On 3 January the US Food and Drug Administration (FDA) released a new proposed amendment via the US Federal Register that would amend the regulations governing the process for citizen petitions, petitions for stay of action, and the submission of documents to the FDA.

The proposed rule would amend the way the FDA deals with section 505(q) of the Federal Food, Drug and Cosmetic Act (FD&C Act), which regulates how the FDA responds to citizens petitions and petitions for stay of action (PSA) requests.  Currently, the FDA uses these petitions to supplement and inform their thinking when it comes to the drug approval process.

Congress amended section 505(q) in 2007 under the Food and Drug Administration Amendments Act of 2007 (FDAAA) to stop the use of such petitions to unnecessarily delay Abbreviated New Drug Approvals (ANDAs) or drugs submitted via the 505(b)(2) approval pathway.

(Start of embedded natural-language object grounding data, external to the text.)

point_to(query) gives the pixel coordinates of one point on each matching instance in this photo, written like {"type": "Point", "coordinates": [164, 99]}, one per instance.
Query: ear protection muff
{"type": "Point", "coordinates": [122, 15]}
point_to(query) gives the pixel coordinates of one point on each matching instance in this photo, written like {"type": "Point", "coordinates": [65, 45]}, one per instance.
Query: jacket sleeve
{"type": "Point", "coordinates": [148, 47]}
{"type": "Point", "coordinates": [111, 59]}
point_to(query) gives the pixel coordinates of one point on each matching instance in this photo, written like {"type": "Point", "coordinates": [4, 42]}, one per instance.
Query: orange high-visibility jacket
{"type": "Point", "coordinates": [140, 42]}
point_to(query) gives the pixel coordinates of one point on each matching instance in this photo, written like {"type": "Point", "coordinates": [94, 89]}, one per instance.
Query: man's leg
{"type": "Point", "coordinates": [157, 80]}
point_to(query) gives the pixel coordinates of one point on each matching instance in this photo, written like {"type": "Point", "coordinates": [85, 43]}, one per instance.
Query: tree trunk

Under FDAAA, the FDA must respond to petitions no later than 180 days after initial receipt of the petition (30 for PSA requests).  In addition, if the FDA determines that a petition's primary purpose is to delay the approval of an application by raising invalid scientific or regulatory concerns, it can be dismissed at any time.

This proposed amendment:

  • seeks to clarify how the submission date of a petition is determined;
  • makes minor updates to the specific certifying language necessary to submit a petition, and requires specific language be used in the petition;
  • would mandate that all data-even data known to be unfavorable to the petition-be present in the petition's supplements and comments;
  • mandates that the petition must include the exact date information relevant to the petition became known to the petitioner;
  • would clarify that the FDA has the authority to dismiss certain petitions and label them as "moot"; and
  • would treat PSA's like 505(q) petitions, and not allow any delays unless the commissioner believes that a delay is necessary to protect public health, a delay is statutorily mandated, or a court orders the stay of approval.

Comments on the proposed amendments are due by 2 April, 2012.